Ага, значит, не желает ползти вверх еще раз, боится, тушка застрянет. Правильно боится.
Дверь «с кружочком» вообще являлась единственной дверью на этаже.
Постучал.
— Открыто, — сухой строгий голос из-за двери. Вошел и сюда. Уже третьи воротца этого теремка. В кресле сидела и сама хозяйка, боком к нему, что-то писала в большой книге. Не подняла головы, не взглянула. Узоры на ее халате так дивно гармонировали с мебелью, что при желании можно тут эту хрупкую даму и потерять.
— Откуда у вас это? — без предисловий спросила дама, продолжая уделять внимание только записям.
— Вы — мистресса Хедер? — уточнил он.
— Да. А — вы?
— А я — нет.
— Не поняла?
Да подними же голову! Поплыли долгожданные картинки памяти. Смутные, смутные.
— Откуда у вас брошь Лайоли?
— Девушка, которая дала мне эту брошь, умерла.
— Вы убили ее?
Какой светский тон вопроса, вот уж выдержка. Посмотри на меня!
— Я убил волка, который ее загрыз.
— Рос-Брандтовский оборотень… О нем писали в газетах. Значит, это правда?
Ага, не все так просто, вот голос и дрогнул.

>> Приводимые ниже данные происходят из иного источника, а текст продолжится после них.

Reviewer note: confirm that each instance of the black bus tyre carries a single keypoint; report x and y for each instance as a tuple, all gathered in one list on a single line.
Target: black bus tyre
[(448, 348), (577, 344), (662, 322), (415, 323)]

— Правда. Но не вся. Лайоли была его последней жертвой. Мне очень жаль.
Он прислушался к себе. Жаль? Кажется, да.
— Спасибо, что принесли это сюда. Чего же вы хотите?
— Она говорила, что меня примут с почестями, — усмехнулся Джерард.
Мадам выломала вопросительно бровь. Вычеркнула строчку, нахмурилась.
— О каких именно почестях идет речь?
— Мне нужно пожить где-то некоторое время.
— Тут не гостиница. Ваши требования не имеют под собою оснований.
— Речь идет скорее об убежище, чем о развлечениях, — откровенно сказал Джерард. — И я не требую. Я прошу. И принимаю любой ответ.